“Gratitude lasts about 72 hours.”
This week’s Torah portion, Eikev, gives us an instruction to express gratitude at mealtimes. Many of us are familiar with the concept of pausing for a moment before eating to express gratitude for our food: for the people that prepared it, for the land that produced it, and for G-d who provides it all. Yet the instruction in this week’s Torah portion reads: “When you have eaten your fill, give thanks to the LORD your G-d” (Deuteronomy 8:10). The Torah isn’t telling us to pause for gratitude before eating – the Torah instructs us to pause for gratitude after eating. Why after, and not before?
I explored this question with Beit T’Shuvah residents this week during Torah Study. As always, many of the participants offered unique insights and perspectives that I had never heard of before, and could never have thought of on my own. One resident shared that this concept, to express gratitude after eating, reminded him of a teaching from Harriet: “Gratitude lasts about 72 hours.” When residents first move in to the house, they connect to gratitude about all aspects of their experience. A warm bed. Three meals a day, warm and nourishing. A treatment team that invests time in them no matter what, that cares about their well-being regardless of the choices they have made in the past or might make in the future.
And yet – once residents get used to all of these things – that experience of gratitude often begins to fade. Disconnection from gratitude can happen at an astonishingly rapid pace. The same residents that are grateful to have food provided for them when they first move in can start complaining about the food just a few weeks later. It’s the same food – so what has changed? And what does this have to do with expressing gratitude specifically after eating?
It’s easy to connect to gratitude when we’re receiving something we have been going without, something we have been desperately needing. It’s a whole different challenge to connect to gratitude when we are in an experience of comfort rather than desperation – in the words of the Torah, “when we have eaten our fill.” When we are experiencing the pain of going without, we are desperate for the comfort of satisfaction. But when we have already eaten our fill – especially for those of us that need to work a program of recovery – we are already scheming to get the next thing that we want. Our addict brain, our human craving brain, doesn’t want to stay in the place of gratitude. It makes us itchy for something more, something better, something else.

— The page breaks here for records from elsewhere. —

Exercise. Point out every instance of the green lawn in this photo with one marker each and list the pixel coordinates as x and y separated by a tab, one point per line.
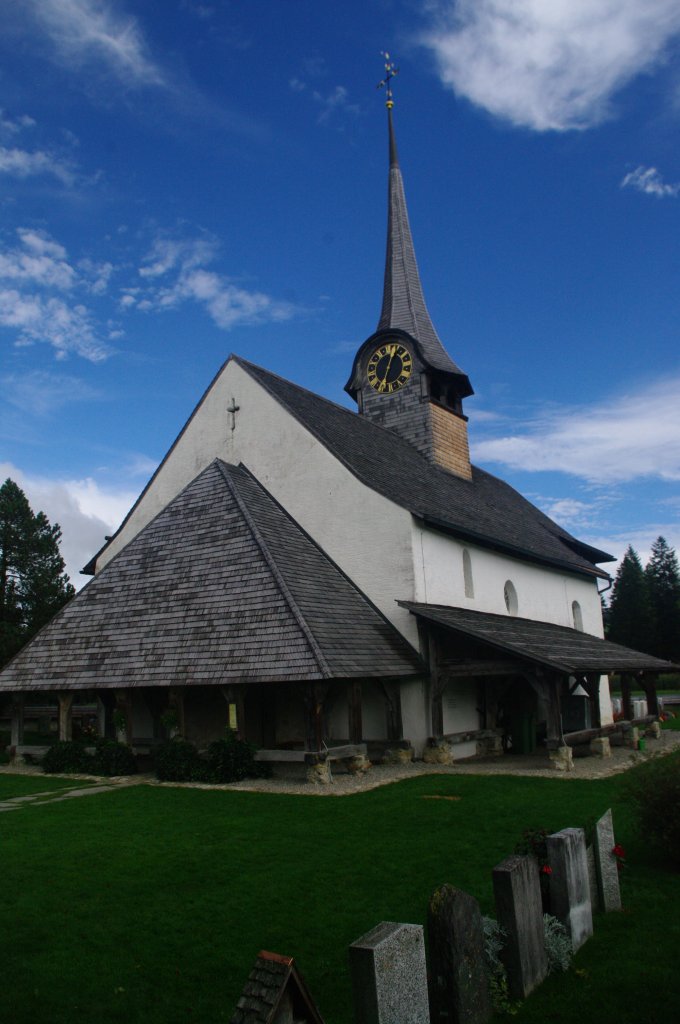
150	904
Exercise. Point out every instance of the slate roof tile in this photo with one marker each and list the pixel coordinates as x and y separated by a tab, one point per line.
558	647
222	586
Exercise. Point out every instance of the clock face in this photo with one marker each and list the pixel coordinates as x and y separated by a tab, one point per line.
389	368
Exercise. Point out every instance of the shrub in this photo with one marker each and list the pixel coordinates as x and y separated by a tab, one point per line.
68	756
178	761
231	759
112	758
653	790
558	944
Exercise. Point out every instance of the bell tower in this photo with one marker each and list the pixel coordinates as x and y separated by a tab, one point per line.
402	377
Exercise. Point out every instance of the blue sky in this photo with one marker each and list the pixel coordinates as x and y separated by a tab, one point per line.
180	179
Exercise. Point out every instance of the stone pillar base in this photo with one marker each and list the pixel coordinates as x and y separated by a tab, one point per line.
398	756
320	774
440	754
562	759
600	748
358	765
490	745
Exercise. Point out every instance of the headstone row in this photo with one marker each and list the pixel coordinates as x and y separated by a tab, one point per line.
388	966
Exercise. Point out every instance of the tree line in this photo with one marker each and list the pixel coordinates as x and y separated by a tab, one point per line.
644	609
33	582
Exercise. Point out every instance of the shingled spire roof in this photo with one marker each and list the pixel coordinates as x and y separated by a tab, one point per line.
404	303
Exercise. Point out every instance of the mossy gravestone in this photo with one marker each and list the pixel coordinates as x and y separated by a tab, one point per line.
519	912
459	985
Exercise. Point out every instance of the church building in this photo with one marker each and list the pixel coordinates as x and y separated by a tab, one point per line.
327	580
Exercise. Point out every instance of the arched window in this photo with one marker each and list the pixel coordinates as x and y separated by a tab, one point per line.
510	595
577	614
467	573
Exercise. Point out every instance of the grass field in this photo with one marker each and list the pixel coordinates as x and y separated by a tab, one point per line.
150	904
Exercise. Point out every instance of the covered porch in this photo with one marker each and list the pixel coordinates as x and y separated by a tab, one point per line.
530	686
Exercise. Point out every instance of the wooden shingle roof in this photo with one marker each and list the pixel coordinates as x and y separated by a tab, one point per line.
557	647
221	587
483	510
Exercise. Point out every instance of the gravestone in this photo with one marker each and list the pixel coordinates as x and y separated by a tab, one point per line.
569	891
275	993
459	984
606	864
389	975
519	911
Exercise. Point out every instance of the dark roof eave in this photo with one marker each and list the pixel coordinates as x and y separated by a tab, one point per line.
517	552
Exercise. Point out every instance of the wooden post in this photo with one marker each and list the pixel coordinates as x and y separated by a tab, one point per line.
354	712
66	715
649	687
16	736
626	696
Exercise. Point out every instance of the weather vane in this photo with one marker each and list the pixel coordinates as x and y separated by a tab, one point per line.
390	72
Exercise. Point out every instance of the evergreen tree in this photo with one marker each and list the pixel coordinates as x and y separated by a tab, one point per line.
629	621
663	576
33	583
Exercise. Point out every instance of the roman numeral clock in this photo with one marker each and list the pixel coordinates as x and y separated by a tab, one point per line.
389	367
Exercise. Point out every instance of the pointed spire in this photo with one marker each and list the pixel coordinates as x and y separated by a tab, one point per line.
404	303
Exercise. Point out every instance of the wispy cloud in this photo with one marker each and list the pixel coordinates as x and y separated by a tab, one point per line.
26	164
85	509
87	31
41	393
628	437
30	275
548	66
649	181
175	271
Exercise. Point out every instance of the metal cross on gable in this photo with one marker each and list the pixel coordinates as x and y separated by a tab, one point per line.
232	410
390	72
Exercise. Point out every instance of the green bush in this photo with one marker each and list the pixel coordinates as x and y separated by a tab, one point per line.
653	790
112	758
68	756
178	761
231	759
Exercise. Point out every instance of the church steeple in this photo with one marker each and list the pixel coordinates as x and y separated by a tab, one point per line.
402	377
404	303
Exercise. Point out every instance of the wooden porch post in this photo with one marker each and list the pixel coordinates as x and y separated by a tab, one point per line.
354	712
16	735
649	687
626	696
123	713
66	715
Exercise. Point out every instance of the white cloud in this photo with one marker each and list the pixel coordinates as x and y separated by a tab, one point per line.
624	438
548	65
28	275
85	511
91	31
41	393
22	164
174	271
648	180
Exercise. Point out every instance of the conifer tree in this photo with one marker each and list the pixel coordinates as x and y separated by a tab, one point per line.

This is where spirituality comes in; this is where we can experience the brilliance of the Torah’s teaching. We can stop ourselves from rushing to satisfy that next craving with a spiritual practice of learning to pause in those moments when we have eaten our fill, when we have received what we need. We can learn to look for, to notice, the feeling of having enough – of eating enough, of being enough. And we can learn to pause in those moments, and to be grateful. We can be grateful to the people in our lives that have helped us receive what we need. We can be grateful to ourselves for being willing to take responsibility for our own well-being. And we can be grateful to a Higher Power of our own understanding for being present in our lives and in our recovery.
As we move towards this Shabbat together, and we anticipate the first bite of challah after Cantor Nate’s HaMotzi blessing, may we accept the challenge of pausing when we have eaten our fill. May we take that moment of pause to connect to gratitude – for our food, for our sobriety, for our community, and for the opportunity to live well.